Overcoming Obstacles, Getting Started, Some more To Do’s and Final Thoughts
To be honest, Kiyosaki does not have the highest writing skills - relax, he writes it himself, and I respect him a lot for being self-aware and conscious about what he does well and what he does a little bit less. He portrays himself more as a best seller than a best writer, and also discusses his book title choice, carefully thought out to make maximal impact. His goal is to attract as many readers as possible, to spread knowledge and elementary yet essential financial tools to have a healthier relation to money, your money.

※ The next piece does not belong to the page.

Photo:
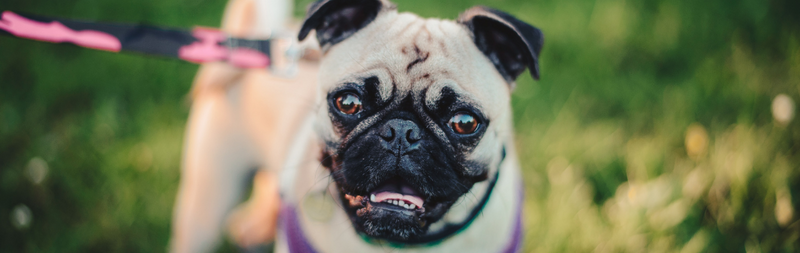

Rich Dad Poor Dad is an excellent way to start getting your personal finances in the shape you want them to be. This book is a model for realistic and sustainable discipline, a mirror to your financial situation considerations. It teaches you how to be fully conscious of your financial balance without freaking about it. Because most people have very freaky financial habits, and usually tend to ignore checking or having anything to do with their balance - a little bit as if they were not accountable for it. You see what I mean, don’t you ? Well, Rich Dad Poor Dad makes you deconstruct your finances by priorities, it gives you numerous tools to make the difference between fundamental values and social “good practices” that are perceived as fundamental but really are not. At all. This book has changed my life and personal habits at the core, since the first chapter. It has made me fearless, and even, quite confident, about my earnings management, and a secure future life. Hard work is the key to success, however, poorly targeted and geared, hard work can lead to failure too. I think this is what most people fear about working hard to achieve financial independence. Kiyosaki gives us a lot of directions and goals, a lot of advice - the best one, my favorite of them all, because it is the most challenging one, is to be patient - to avoid a lot of failure cases. And of course, after giving us all of these tools, the only remaining thing to do is to be fearless and start acting. Start creating means and businesses, start creating value and empowering yourself against our complex and cruel financial world. Do not mistake me, it is not a start-up/business venture book; Robert does not care to make you create a multi-million empire. He just wants you to get your balance right, to be financially healthy and a master of your material means.